As much as we can learn by doing good work or watching others do great work, there’s no replacement for the teachings and wisdom we can get from failures. That we fail is not a secret. Everyone does, at some point or another and in majestically different ways. But failure alone won’t teach you anything other than the fact that you made a mistake, or took a wrong turn somewhere along the way. Real learning comes from analyzing how, when and why you failed to begin with.
Two things stood out in today’s Apprenticeship Patterns chapter. The first one is the following quote, on retrospective:
“Regardless of what we discover, we understand and truly believe that everyone did the best job they could, given what they knew at the time, their skills and abilities, the resources available, and the situation at hand.” Retrospective.com (now archived)

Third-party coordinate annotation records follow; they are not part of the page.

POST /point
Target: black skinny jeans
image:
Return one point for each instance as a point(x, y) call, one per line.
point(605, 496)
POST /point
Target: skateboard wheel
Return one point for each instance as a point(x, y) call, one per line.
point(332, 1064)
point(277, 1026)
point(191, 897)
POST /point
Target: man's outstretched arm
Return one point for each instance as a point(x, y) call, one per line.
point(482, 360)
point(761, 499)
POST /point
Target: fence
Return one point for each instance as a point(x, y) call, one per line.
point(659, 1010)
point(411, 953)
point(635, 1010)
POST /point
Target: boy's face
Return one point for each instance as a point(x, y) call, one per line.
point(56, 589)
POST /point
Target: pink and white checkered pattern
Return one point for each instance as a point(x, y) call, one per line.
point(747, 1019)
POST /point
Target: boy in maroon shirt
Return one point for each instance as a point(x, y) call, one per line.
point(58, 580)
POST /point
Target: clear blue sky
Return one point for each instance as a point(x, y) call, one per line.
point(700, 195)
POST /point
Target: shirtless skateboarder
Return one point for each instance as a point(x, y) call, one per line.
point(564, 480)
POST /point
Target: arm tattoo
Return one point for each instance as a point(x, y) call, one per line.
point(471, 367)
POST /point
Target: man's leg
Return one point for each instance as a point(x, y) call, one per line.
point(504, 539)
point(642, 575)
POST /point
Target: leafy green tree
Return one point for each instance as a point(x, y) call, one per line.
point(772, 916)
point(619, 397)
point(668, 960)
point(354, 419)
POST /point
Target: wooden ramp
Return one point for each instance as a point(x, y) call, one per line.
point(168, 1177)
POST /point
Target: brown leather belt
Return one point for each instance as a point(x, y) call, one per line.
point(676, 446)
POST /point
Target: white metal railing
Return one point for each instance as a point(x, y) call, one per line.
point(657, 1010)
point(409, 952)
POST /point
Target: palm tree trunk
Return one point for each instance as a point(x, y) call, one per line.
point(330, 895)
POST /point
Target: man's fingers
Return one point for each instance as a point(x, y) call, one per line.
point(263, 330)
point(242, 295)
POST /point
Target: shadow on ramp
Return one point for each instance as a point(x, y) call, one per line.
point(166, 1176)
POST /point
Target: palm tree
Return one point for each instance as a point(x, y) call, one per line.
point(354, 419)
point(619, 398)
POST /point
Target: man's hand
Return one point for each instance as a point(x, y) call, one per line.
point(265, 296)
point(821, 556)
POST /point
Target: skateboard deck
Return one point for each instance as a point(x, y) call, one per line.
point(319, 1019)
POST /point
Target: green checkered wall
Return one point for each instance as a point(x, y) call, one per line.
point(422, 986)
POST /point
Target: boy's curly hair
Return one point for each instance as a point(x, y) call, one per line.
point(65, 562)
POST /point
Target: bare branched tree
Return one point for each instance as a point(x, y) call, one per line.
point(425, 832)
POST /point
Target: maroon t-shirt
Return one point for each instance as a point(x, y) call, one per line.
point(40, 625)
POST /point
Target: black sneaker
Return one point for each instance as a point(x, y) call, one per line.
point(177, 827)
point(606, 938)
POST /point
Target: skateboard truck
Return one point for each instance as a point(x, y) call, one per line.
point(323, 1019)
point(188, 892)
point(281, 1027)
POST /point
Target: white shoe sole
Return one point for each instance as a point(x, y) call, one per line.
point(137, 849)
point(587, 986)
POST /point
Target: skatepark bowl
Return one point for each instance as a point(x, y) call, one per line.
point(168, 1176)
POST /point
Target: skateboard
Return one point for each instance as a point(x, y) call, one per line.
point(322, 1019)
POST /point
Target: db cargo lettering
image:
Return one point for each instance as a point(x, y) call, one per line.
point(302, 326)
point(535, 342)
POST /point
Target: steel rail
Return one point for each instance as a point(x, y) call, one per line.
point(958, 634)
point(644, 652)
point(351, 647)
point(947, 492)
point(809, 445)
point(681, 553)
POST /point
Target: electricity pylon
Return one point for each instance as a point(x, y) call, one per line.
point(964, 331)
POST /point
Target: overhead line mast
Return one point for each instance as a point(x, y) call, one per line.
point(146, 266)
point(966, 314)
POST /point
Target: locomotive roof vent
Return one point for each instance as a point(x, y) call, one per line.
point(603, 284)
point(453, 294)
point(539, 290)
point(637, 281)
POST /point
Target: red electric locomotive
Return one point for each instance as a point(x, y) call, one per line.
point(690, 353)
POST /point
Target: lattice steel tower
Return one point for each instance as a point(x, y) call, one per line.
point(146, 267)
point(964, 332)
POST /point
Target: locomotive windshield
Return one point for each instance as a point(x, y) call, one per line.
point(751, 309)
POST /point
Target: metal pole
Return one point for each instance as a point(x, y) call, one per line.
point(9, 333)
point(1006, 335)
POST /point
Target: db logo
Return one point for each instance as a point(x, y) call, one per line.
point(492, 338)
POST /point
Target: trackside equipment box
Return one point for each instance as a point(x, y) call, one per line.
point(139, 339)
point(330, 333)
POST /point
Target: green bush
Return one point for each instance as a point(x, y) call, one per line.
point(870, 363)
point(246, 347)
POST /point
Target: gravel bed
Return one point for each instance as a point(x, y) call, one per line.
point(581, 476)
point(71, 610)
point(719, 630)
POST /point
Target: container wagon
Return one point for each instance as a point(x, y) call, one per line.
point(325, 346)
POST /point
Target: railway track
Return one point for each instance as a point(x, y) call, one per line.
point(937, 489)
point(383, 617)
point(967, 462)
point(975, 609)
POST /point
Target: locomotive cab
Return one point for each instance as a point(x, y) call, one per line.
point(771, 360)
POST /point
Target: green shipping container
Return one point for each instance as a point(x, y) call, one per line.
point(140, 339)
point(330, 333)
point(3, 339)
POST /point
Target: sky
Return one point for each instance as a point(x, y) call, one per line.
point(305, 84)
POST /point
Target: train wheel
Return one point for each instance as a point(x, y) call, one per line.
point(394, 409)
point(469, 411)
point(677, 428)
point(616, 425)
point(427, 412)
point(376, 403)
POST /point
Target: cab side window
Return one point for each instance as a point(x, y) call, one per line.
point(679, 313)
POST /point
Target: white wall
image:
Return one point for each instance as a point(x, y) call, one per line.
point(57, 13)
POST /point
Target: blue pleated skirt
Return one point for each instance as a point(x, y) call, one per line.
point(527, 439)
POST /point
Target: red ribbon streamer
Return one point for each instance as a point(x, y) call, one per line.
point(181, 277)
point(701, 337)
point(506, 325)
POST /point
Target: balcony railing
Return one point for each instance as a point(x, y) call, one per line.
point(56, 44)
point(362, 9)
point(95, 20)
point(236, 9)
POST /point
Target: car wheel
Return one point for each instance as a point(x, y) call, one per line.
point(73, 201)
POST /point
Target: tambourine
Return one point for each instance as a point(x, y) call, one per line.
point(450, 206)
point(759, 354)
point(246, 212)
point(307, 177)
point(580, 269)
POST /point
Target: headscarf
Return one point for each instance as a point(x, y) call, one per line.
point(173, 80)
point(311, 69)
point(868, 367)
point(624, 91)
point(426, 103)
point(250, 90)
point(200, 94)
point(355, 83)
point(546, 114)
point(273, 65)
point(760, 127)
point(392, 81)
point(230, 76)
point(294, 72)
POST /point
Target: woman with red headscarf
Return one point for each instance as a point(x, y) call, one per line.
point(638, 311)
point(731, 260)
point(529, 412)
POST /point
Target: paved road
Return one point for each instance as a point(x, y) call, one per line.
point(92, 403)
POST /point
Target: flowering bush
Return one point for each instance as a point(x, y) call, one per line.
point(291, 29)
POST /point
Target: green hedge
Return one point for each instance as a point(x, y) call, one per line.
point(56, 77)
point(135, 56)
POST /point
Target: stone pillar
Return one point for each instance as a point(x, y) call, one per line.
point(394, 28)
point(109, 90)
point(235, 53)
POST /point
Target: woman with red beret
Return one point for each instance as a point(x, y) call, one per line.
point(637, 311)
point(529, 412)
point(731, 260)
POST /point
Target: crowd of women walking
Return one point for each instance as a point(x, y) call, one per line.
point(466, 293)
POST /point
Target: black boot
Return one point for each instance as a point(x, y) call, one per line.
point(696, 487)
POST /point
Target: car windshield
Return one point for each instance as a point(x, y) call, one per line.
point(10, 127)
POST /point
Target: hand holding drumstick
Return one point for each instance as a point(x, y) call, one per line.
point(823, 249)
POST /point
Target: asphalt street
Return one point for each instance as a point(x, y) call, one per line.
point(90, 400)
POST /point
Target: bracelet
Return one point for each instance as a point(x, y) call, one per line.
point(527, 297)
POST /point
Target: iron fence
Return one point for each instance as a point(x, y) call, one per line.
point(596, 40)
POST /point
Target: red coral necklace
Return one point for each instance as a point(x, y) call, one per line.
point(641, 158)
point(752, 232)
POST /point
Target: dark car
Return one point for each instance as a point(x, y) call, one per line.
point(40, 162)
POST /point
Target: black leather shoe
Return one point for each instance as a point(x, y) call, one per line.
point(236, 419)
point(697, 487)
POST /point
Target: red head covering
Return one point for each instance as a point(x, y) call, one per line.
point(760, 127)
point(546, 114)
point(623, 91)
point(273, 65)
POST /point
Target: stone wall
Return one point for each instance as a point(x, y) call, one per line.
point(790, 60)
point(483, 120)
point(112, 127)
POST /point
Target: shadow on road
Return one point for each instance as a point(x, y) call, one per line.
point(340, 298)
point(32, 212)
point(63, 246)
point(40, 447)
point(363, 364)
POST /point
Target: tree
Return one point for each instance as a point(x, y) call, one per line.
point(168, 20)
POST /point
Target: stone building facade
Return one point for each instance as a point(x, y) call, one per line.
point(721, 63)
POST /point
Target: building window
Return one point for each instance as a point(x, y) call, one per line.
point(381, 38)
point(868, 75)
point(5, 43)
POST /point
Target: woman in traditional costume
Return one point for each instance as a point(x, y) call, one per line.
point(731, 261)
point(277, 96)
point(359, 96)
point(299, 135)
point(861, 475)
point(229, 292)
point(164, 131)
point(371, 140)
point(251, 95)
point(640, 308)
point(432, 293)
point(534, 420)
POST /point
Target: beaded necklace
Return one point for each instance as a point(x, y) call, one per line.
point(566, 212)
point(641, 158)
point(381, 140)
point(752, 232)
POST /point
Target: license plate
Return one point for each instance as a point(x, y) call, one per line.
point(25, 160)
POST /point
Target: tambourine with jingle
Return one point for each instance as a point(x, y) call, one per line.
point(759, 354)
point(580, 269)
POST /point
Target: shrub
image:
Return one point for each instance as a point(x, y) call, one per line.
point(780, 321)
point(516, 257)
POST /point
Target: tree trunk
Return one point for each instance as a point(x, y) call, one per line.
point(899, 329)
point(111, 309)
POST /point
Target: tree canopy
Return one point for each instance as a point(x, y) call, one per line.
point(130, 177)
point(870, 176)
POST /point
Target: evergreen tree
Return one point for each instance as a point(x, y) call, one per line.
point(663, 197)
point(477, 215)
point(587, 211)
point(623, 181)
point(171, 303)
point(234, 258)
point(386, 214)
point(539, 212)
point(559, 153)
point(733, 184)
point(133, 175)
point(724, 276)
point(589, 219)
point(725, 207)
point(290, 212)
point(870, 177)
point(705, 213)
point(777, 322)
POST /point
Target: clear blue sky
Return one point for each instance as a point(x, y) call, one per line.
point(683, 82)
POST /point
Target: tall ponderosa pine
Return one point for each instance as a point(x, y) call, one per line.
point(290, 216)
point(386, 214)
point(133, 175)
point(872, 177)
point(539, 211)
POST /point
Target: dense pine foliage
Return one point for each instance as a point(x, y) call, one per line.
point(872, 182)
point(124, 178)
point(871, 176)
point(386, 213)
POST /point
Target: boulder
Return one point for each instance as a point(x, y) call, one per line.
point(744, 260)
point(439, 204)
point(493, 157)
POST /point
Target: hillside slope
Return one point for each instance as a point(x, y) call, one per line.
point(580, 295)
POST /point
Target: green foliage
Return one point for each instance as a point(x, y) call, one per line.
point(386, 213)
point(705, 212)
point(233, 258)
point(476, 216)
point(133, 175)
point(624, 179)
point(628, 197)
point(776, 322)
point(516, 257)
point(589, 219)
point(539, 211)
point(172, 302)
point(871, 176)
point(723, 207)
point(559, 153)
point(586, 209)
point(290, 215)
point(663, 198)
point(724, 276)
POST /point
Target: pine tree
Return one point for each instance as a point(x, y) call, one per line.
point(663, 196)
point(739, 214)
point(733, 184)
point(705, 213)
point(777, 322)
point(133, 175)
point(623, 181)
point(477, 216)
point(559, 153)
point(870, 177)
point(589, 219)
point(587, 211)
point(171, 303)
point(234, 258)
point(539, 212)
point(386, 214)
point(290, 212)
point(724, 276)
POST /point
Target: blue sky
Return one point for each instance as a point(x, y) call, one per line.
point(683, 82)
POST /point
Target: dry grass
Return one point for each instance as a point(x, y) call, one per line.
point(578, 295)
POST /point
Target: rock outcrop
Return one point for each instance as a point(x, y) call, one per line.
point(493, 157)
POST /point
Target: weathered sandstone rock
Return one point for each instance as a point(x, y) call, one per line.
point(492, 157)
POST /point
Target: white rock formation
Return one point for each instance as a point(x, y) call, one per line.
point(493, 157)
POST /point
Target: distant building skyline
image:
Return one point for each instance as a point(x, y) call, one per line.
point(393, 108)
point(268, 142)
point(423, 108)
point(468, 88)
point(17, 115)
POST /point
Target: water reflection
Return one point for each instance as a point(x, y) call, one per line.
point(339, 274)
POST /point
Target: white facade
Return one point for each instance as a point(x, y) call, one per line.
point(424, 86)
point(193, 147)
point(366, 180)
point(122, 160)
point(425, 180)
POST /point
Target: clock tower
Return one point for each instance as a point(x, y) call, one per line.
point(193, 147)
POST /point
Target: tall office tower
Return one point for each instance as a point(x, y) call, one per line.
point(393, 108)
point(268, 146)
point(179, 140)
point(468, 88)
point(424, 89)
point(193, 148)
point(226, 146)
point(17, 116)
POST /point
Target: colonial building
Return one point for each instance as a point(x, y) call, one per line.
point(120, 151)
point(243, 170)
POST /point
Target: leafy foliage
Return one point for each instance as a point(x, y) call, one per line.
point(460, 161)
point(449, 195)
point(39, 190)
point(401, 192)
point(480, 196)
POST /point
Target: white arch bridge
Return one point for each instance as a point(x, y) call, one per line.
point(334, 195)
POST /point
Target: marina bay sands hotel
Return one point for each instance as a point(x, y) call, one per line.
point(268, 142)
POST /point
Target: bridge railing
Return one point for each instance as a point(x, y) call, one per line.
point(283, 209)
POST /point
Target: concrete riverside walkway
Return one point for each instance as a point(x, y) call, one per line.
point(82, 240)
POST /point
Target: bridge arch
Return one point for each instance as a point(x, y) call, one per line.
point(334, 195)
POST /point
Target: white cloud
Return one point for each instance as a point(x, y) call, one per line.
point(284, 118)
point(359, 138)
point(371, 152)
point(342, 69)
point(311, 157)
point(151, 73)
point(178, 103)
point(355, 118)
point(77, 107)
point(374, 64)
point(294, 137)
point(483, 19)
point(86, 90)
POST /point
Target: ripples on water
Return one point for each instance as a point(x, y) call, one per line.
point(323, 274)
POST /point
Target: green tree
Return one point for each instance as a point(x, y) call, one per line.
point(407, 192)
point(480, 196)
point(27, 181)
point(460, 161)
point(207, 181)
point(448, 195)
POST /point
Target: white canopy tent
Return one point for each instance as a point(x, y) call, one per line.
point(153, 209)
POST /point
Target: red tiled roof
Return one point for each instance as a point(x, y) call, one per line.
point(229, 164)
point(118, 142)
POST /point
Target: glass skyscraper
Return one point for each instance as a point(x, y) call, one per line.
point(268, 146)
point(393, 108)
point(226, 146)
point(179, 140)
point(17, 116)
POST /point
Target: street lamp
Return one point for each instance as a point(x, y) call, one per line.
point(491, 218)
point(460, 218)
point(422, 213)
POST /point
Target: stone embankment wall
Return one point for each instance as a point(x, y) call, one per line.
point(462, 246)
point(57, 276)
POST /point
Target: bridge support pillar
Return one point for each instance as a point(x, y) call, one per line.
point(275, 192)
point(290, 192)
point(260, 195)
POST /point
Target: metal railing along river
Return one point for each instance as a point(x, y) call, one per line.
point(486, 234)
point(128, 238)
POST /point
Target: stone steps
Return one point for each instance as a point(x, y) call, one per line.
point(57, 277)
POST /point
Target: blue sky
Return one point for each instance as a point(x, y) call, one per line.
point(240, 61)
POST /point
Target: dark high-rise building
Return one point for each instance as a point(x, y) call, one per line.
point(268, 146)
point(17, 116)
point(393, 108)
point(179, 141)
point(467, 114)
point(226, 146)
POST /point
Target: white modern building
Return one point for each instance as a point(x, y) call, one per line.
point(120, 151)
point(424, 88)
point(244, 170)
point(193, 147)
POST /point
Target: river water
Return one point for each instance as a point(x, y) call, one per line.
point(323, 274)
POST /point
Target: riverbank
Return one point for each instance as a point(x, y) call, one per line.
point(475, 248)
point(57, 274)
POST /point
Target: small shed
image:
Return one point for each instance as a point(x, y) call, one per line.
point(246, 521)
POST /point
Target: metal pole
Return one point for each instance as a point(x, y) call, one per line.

Now, think of doing that about your own experiences. We are the worst critics of past versions of ourselves, because it’s too easy to lose perspective of what we were at that point. Instead we should assume that we did the best we could, so we can objectively find places where we would have been able to improve, given our current knowledge. And then, we can compare those past failures to today’s and see how far along we’ve come. This will provide us with an accurate view of the ways we failed in the past, and the ways we currently fail. If we compare them and find out that we’re still falling for the same traps and making the same mistakes, then that means that we found an area of improvement in ourselves.
Failing is not enough. We have to objectively and meticulously figure out how it is that we fail. The steps that lead us to commit mistakes, the mindset that doesn’t allow us to see further or whatever the reason is. If we can’t figure it out, then it isn’t worth anything, and we’ll be sure to keep on doing more of the same.
We should learn to fail by design: turn failure into a study method. Take a mistake you made in the past and try to reproduce it. While doing that, write down a list of reasons why that happened and try to add a way to solve each of them, one by one. Then, see if that list can draw you a map of mistakes that piled up and see if you can find an encompassing solution for the entire thing. Even if you’re not sure it’s the right solution, the act of thinking how to solve problems will lead us to easily identify said problems in the future, and that is valuable in itself.
Next time you look at your past self and feel appalled at how low your skills were, or the big mistakes you made, just remember that you did your best in the conditions you were in. And all of that turned you into what you are today, as will your current self propel you into what you wish to become.